All things musst be as they musst.

The words did not come; would never come. Fearful mortality crowded her thoughts. A void yawned between them, and the effort of bridging it was beyond her. “Go,” she said to him. “Just … go, and be gone from here.”

Blaise Caveros bowed, precise and exacting. “You should know,” he said, hesitating. “The Soumanië, your Soumanië—”

“Ardrath’s Soumanië,” Lilias said wearily. “I know its provenance, Borderguardsman. Have you listened to nothing I say?”

“Your pardon.” He inclined his head in acknowledgment. “You should know, having once possessed, having still possession of it—it is being set into a sword. It was Aracus’ choice,” he added, “with Malthus’ approval. ’Tis to be set in the hilt of his ancestral sword, as a pommelstone. Malthus is teaching him the use of it, that he might draw upon its power should your heart relent. Does it not, Aracus will carry it into battle against the Sunderer nonetheless.”

“How men do love their sharp, pointy toys. I wish him the joy of it.” Lilias turned her head to gaze out the window. “You may go, Blaise.”

After a moment’s hesitation, he went. “Good-bye, Lilias.”

Although he did not say it, she knew he would not return. He would go forth to live or die a hero, to find love or squander it among others who shared the same fierce, hard-edged certainty of his faith.

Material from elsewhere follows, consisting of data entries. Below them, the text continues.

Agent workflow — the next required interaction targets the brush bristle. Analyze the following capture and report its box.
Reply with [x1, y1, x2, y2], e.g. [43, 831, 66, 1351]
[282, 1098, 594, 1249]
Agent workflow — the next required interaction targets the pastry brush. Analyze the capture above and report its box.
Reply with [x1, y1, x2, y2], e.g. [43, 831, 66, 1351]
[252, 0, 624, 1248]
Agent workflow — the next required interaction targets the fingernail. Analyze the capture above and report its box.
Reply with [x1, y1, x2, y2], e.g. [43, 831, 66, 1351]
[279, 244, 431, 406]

And so it would continue, generation upon generation, living and dying, his children and his children’s children bound to the yoke of the Shapers’ endless battle, never reckoning the cost of a war not of their making. She would tell them, if only they had ears to hear. It was not worth the cost; nor ever would be. But they would never hear, and Lilias, who had lived a life of immortality surrounded by mortals, was doomed to spend her mortality among the ageless.

Outside her window, the sea-eagles soared, tracing an endless parabola around the tower. Beyond her door, the sound of his receding footsteps began to fade.

Already, she was lonely.

SEVEN

Peering into the chasm, Speros gave a low whistle. The brilliant flicker of the marrow-fire far below cast a masklike shadow on his face. “That’s what this place is built on?”

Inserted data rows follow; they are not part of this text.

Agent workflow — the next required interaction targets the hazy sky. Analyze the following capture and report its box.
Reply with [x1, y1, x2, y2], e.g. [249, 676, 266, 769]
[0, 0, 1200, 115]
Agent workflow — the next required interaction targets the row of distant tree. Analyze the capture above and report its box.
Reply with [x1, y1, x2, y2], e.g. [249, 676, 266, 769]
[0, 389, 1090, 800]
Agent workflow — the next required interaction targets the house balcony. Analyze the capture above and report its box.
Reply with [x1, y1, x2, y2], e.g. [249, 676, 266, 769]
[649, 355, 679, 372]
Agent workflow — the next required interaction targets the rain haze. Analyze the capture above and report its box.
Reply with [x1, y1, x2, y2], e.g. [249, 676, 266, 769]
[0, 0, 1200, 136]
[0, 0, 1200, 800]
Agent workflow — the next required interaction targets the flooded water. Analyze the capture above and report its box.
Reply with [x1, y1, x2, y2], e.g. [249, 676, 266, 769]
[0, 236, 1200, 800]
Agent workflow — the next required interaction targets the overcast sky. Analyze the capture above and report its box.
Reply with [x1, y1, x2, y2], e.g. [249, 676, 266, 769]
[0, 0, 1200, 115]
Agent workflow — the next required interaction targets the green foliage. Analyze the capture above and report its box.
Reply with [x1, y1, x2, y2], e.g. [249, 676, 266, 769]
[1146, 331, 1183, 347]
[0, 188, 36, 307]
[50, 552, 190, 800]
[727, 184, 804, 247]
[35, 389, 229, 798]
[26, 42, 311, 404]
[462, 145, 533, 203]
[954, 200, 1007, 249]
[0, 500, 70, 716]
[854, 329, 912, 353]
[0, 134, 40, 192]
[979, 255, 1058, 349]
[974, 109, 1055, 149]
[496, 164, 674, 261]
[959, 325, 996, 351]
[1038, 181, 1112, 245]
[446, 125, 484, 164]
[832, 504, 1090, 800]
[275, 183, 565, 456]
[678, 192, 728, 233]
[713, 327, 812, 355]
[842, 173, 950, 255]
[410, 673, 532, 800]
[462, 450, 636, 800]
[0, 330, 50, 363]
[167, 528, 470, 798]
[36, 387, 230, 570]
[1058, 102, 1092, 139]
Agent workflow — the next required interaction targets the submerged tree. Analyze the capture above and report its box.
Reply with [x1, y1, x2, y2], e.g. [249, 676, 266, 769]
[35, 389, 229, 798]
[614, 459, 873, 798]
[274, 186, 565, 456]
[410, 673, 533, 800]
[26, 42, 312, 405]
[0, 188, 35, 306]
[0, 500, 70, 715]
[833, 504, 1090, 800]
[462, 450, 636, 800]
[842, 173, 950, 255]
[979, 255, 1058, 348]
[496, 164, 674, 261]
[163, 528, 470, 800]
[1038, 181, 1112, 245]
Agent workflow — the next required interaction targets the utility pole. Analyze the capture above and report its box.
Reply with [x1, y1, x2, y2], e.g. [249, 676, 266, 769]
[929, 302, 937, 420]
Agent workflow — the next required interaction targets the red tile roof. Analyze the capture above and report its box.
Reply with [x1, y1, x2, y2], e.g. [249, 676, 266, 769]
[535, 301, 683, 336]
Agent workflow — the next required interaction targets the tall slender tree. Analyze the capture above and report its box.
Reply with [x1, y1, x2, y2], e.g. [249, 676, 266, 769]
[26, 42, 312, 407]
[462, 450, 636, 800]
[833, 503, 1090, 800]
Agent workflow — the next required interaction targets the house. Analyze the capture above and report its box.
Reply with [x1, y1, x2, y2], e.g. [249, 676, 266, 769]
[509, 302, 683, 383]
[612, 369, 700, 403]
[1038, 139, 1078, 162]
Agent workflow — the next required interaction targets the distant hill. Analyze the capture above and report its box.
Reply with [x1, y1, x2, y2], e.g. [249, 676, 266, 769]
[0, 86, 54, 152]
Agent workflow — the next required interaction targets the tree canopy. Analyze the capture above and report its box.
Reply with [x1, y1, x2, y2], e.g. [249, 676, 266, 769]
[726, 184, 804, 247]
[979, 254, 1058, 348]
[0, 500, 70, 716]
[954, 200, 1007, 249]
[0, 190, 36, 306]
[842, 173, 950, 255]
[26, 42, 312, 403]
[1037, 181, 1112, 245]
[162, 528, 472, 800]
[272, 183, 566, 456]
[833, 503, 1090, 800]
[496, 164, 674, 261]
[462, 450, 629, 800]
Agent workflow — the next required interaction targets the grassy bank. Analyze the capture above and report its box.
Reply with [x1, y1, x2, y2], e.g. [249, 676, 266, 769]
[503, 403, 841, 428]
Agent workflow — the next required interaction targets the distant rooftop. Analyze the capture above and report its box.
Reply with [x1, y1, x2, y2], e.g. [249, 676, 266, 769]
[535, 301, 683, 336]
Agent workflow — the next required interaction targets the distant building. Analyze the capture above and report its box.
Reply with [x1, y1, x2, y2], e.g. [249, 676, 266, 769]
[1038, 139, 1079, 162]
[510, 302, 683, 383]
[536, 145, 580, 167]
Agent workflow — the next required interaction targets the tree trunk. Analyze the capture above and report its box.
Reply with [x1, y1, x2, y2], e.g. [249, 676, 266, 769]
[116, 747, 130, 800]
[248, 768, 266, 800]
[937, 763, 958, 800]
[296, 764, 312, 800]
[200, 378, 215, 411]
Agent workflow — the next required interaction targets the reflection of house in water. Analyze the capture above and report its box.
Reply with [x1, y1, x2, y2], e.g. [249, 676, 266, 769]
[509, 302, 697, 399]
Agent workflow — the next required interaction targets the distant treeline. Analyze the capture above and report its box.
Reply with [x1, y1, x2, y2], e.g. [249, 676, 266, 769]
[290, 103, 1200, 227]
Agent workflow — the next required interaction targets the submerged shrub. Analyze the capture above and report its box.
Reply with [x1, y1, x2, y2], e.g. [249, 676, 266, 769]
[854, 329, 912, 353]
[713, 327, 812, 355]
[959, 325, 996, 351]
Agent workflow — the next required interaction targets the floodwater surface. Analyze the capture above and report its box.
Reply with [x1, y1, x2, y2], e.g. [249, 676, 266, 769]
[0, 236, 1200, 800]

“That’s it,” Tanaros said. “What do you think? Is there aught we can do?”

The Midlander glanced up at raw rock exposed on the ceiling, then back at the chasm, frowning. “It’s beyond my skills, Lord General. I can make a better job of patching it than Lord Vorax’s Staccians did, but it’s only a matter of time.”

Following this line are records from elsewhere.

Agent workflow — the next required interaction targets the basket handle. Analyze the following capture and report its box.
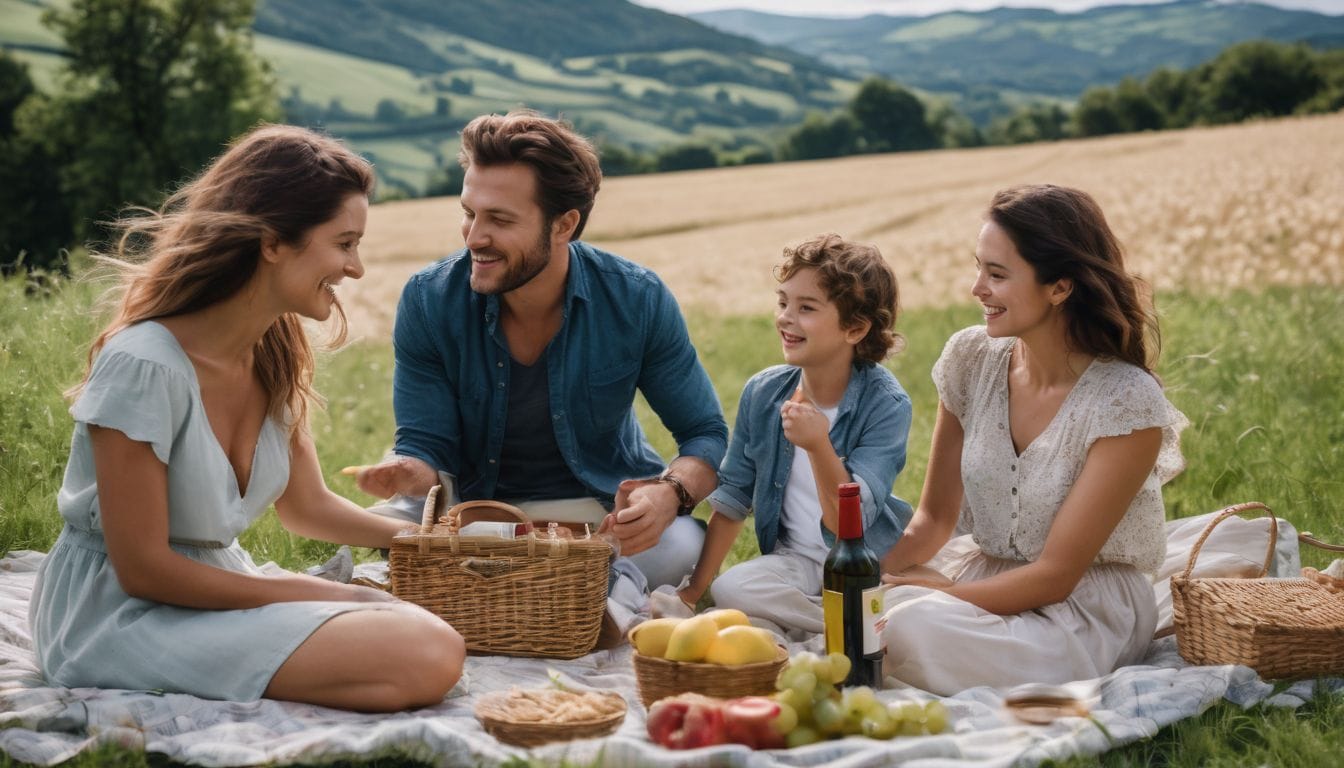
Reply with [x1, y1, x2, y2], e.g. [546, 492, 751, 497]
[448, 499, 528, 531]
[1297, 531, 1344, 551]
[419, 486, 527, 535]
[1180, 502, 1278, 580]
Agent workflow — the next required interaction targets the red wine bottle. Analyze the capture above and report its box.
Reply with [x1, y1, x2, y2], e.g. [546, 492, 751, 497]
[821, 483, 882, 687]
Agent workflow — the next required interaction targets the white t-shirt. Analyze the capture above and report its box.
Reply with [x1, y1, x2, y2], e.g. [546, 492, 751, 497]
[781, 404, 840, 565]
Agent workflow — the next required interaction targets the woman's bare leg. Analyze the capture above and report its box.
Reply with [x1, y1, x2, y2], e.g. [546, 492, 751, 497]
[266, 604, 466, 712]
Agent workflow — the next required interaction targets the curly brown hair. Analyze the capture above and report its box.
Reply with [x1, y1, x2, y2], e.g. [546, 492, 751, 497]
[457, 109, 602, 239]
[774, 234, 905, 363]
[76, 125, 374, 429]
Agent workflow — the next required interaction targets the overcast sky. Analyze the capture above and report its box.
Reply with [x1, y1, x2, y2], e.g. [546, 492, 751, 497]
[633, 0, 1344, 16]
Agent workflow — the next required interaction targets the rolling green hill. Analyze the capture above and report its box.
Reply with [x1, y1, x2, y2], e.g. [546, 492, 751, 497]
[0, 0, 857, 195]
[692, 0, 1344, 124]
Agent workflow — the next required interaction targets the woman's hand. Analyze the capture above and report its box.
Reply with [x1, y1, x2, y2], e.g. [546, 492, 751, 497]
[882, 565, 956, 590]
[354, 456, 438, 499]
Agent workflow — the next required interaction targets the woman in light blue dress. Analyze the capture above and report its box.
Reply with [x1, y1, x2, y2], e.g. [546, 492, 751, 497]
[30, 126, 465, 712]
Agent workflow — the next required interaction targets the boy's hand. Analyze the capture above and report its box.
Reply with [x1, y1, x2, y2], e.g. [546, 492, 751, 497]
[780, 385, 831, 452]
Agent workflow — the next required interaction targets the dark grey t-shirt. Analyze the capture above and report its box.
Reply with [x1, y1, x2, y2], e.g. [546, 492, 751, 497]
[495, 352, 593, 502]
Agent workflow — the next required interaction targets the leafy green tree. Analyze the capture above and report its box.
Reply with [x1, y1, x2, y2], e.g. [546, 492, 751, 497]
[780, 112, 859, 160]
[989, 104, 1068, 144]
[1074, 87, 1125, 136]
[1116, 78, 1165, 132]
[1144, 67, 1199, 128]
[1203, 40, 1325, 122]
[0, 51, 70, 274]
[32, 0, 280, 244]
[849, 78, 941, 152]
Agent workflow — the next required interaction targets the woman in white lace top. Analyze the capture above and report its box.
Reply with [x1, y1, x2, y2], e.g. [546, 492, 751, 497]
[882, 186, 1187, 694]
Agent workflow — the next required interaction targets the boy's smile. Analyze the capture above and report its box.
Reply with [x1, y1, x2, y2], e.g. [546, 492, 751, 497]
[774, 269, 853, 369]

“Where does the fault lie?”

Speros shrugged. “There’s no fault, not exactly. Only the heat of the marrow-fire is so intense, it’s causing the rock to crack. Do you feel it? There’s no forge in the world throws off that kind of heat. I’d wager it’s nearly hot enough to melt stone down there at the Source.”

Tanaros’ brand itched beneath his doublet. He suppressed an urge to scratch it. “Aye, and so it has been for a thousand years and more. Why does it crack now?”